• Unique In Column

    From porkchop@porkchop@invalid.foo (Mike Sanders) to comp.lang.awk on Mon Oct 2 07:10:04 2023
    From Newsgroup: comp.lang.awk

    # verifies an item is unique to the 2nd column
    #
    # example file.csv...
    #
    # name, alias
    #
    # john, kiwi
    # suzi, apple
    # suzi, orange

    BEGIN { FS = ",[ \t]*|[ \t]+" }

    { Field2Values[tolower($2)] = 1 }

    END { if (uniqueItem("apple", FILENAME) != 0) exit 1 }

    function uniqueItem(field2, file) {

    lowerField2 = tolower(field2)

    if(lowerField2 in Field2Values) {
    print "Error: '" field2 "' was found in 2nd column of " file
    return 1
    } else print "Item: '" field2 "' is unique to 2nd column of " file

    return 0
    }

    # eof
    --
    :wq
    Mike Sanders

    --- Synchronet 3.20a-Linux NewsLink 1.114
  • From porkchop@porkchop@invalid.foo (Mike Sanders) to comp.lang.awk on Mon Oct 2 07:37:03 2023
    From Newsgroup: comp.lang.awk

    Mike Sanders <porkchop@invalid.foo> wrote:

    # verifies an item is unique to the 2nd column

    quick update, why hard-code a field number anyhow?

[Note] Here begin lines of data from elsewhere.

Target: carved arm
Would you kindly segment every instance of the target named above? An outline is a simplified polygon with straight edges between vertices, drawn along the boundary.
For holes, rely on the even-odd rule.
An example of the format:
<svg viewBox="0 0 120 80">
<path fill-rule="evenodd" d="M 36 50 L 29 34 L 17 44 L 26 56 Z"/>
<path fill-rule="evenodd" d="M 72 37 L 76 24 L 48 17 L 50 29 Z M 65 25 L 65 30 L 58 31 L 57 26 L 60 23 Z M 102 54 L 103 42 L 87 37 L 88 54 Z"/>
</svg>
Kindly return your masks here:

    # verifies an item is unique to a give column
    #
    # example file.csv...
    #
    # name, alias
    #
    # john, kiwi
    # suzi, apple
    # suzi, orange

    BEGIN { FS = ",[ \t]*|[ \t]+"; COL = 2 }

    { FieldValues[tolower($COL)] = 1 }

    END { if (uniqueItem(COL, "apple", FILENAME) != 0) exit 1 }

    function uniqueItem(col, field, file) {

    lowerField = tolower(field)

    if(lowerField in FieldValues) {
    print "Error: '" field "' was found in column " col " of " file
    return 1
    } else print "Item: '" field "' is unique to column " col " of " file

    return 0
    }

    # eof
    --
    :wq
    Mike Sanders

    --- Synchronet 3.20a-Linux NewsLink 1.114
  • From Ed Morton@mortonspam@gmail.com to comp.lang.awk on Sun Nov 5 09:26:30 2023
    From Newsgroup: comp.lang.awk

    On 10/2/2023 2:37 AM, Mike Sanders wrote:
    Mike Sanders <porkchop@invalid.foo> wrote:

    # verifies an item is unique to the 2nd column

    quick update, why hard-code a field number anyhow?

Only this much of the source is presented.